Jika hubungan personal antarpemimpin ini menguat, gerbang kerja sama yang sangat produktif akan terbuka secara lebih mudah. Kemampuan Jokowi "menata" diri: tidak sombong dengan lawan bicara, sangat bersahabat dan cair dalam pergaulan, serta tak mudah marah dan terpancing emosi, sangat membantu komunikasi personal dengan para pemimpin kawasan itu.
Lanjutkan Sukarno
Dalam konteks membangun hubungan Indonesia dengan Timur Tengah, Jokowi memperoleh modal dari nama besar Sukarno. Bagaimanapun, ia dipandang sebagai penerus sosok Sukarno yang begitu mengagumkan di masyarakat Timur Tengah pada umumnya. Kebesaran nama Sukarno di kawasan itu hingga saat ini tak tergantikan.
Dengan modal itu, Jokowi memiliki pintu masuk bagus untuk membuka hubungan personal mendalam dengan para pemimpin di sana. Jika ia berhasil, itu berarti terbukanya gerbang kerja sama yang sangat luas dan bermanfaat untuk bangsa Indonesia.
Namun, pada saat yang sama, sebagai "penerus" Sukarno, Jokowi diharapkan menjalankan "politik tinggi" sebagaimana Sukarno. Ia harus tegak dan penuh percaya diri di hadapan para pemimpin negara-negara itu, sekaligus menjajaki peran yang bisa diambil dalam isu strategis di kawasan, seperti kemerdekaan Palestina, pencarian solusi perang saudara di Suriah, Irak, Libya, dan Yaman, serta persoalan lain. Perhatian sangat khusus tentu harus diberikan kepada kepentingan krusial bangsa ini di kawasan, khususnya perlindungan dan kesejahteraan para buruh migran kita di sana.

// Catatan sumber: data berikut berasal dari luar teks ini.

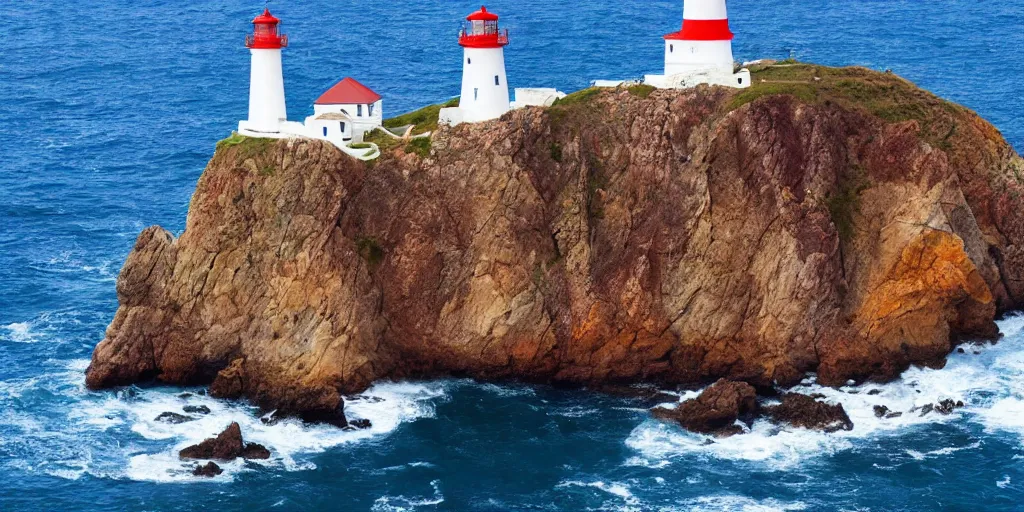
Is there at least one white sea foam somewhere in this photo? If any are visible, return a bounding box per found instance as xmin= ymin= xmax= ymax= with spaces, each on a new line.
xmin=3 ymin=322 xmax=39 ymax=343
xmin=370 ymin=480 xmax=444 ymax=512
xmin=555 ymin=480 xmax=640 ymax=512
xmin=54 ymin=383 xmax=446 ymax=482
xmin=995 ymin=475 xmax=1010 ymax=488
xmin=626 ymin=316 xmax=1024 ymax=469
xmin=679 ymin=495 xmax=807 ymax=512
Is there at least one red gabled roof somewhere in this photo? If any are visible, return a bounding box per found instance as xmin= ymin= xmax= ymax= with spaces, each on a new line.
xmin=466 ymin=7 xmax=498 ymax=22
xmin=316 ymin=78 xmax=381 ymax=104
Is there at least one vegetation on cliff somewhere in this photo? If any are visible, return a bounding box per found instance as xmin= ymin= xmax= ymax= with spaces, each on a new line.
xmin=87 ymin=65 xmax=1024 ymax=417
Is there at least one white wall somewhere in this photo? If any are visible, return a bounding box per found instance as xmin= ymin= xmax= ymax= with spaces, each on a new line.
xmin=459 ymin=48 xmax=509 ymax=123
xmin=244 ymin=49 xmax=288 ymax=133
xmin=665 ymin=39 xmax=733 ymax=75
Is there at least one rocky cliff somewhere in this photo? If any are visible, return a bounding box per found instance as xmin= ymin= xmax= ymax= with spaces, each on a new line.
xmin=87 ymin=66 xmax=1024 ymax=416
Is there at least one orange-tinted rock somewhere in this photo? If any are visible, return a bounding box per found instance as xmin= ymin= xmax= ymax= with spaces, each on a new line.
xmin=87 ymin=70 xmax=1024 ymax=418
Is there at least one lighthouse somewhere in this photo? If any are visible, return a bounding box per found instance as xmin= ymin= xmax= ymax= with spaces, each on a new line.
xmin=239 ymin=9 xmax=288 ymax=135
xmin=440 ymin=7 xmax=510 ymax=125
xmin=645 ymin=0 xmax=751 ymax=88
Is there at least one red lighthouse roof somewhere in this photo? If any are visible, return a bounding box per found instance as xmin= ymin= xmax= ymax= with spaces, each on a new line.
xmin=315 ymin=78 xmax=381 ymax=104
xmin=466 ymin=6 xmax=498 ymax=22
xmin=246 ymin=9 xmax=288 ymax=50
xmin=459 ymin=7 xmax=509 ymax=48
xmin=253 ymin=8 xmax=281 ymax=25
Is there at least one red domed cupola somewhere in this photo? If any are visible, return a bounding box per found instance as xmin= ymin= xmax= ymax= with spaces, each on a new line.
xmin=459 ymin=7 xmax=509 ymax=48
xmin=246 ymin=9 xmax=288 ymax=50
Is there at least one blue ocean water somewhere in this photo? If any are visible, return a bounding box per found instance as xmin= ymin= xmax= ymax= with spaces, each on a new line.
xmin=0 ymin=0 xmax=1024 ymax=512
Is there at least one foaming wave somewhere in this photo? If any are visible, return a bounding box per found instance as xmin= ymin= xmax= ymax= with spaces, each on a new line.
xmin=555 ymin=480 xmax=640 ymax=512
xmin=370 ymin=480 xmax=444 ymax=512
xmin=3 ymin=322 xmax=38 ymax=343
xmin=12 ymin=359 xmax=447 ymax=482
xmin=626 ymin=316 xmax=1024 ymax=469
xmin=679 ymin=496 xmax=807 ymax=512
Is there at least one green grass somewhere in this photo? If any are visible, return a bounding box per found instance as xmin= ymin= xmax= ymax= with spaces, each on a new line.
xmin=729 ymin=83 xmax=818 ymax=111
xmin=549 ymin=142 xmax=562 ymax=164
xmin=406 ymin=137 xmax=430 ymax=158
xmin=355 ymin=237 xmax=384 ymax=267
xmin=362 ymin=128 xmax=401 ymax=152
xmin=384 ymin=98 xmax=459 ymax=135
xmin=825 ymin=169 xmax=870 ymax=244
xmin=627 ymin=84 xmax=657 ymax=98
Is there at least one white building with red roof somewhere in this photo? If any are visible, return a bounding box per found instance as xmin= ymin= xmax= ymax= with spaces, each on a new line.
xmin=644 ymin=0 xmax=751 ymax=89
xmin=305 ymin=78 xmax=384 ymax=146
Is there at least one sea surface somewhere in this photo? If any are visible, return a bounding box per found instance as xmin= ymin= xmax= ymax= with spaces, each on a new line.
xmin=0 ymin=0 xmax=1024 ymax=512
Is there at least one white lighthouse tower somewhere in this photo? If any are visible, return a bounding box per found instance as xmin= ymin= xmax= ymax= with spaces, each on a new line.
xmin=645 ymin=0 xmax=751 ymax=88
xmin=239 ymin=9 xmax=288 ymax=136
xmin=440 ymin=7 xmax=509 ymax=126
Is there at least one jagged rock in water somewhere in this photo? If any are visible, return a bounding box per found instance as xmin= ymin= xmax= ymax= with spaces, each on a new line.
xmin=652 ymin=379 xmax=758 ymax=436
xmin=156 ymin=412 xmax=196 ymax=425
xmin=87 ymin=66 xmax=1024 ymax=415
xmin=348 ymin=419 xmax=374 ymax=430
xmin=193 ymin=462 xmax=224 ymax=478
xmin=178 ymin=423 xmax=244 ymax=461
xmin=764 ymin=393 xmax=853 ymax=432
xmin=239 ymin=442 xmax=270 ymax=460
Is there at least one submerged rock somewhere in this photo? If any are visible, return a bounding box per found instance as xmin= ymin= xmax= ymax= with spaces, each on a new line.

Untuk isu Palestina, di tengah upaya membangun kembali Gaza dan pencarian terobosan damai Palestina-Israel, tak salah jika Jokowi memberi pernyataan lebih lantang untuk membantu rekonstruksi Gaza dan mendesak kedua pihak kembali ke jalur negosiasi. Jokowi perlu menegaskan ulang komitmennya untuk mendorong berdirinya negara Palestina merdeka berdampingan secara damai dengan Israel melalui perundingan sebagai solusi final menyeluruh.
Langkah konkret pembukaan kantor perwakilan Indonesia di Ramallah, ibu kota de facto Palestina sekarang, seperti dijanjikan, perlu segera dijajaki kendati langkah itu memiliki risiko tak mudah. Atau setidaknya, Pemerintah RI segera menunjuk konsul kehormatan di Palestina sebagai langkah awal.
Untuk isu Suriah, Jokowi sebaiknya membangun sikap yang tak terkesan berubah-ubah sebagaimana pemerintahan Indonesia sebelumnya dengan memberi tekanan pada penyelamatan kemanusiaan dan rekonsiliasi sektarian (antarmazhab). Bisa dikemukakan bahwa Islam di Indonesia adalah contoh Islam Suni sekaligus memiliki tradisi yang lekat dengan Syiah. Demikian pula kasus di Yaman, Libya, dan Irak.
Politik tinggi sepertinya bukan tipe "asli" kepemimpinan Jokowi selama ini. Namun, sebagai "penerus" Sukarno, ia diharapkan melanjutkan peran "gagah" semacam itu. Semangat ke arah itu sudah tampak pada dirinya.***
Penulis adalah pemerhati Timur Tengah dan Dunia Islam, Dosen UIN Sunan Kalijaga Yogyakarta dan Unwahas Semarang.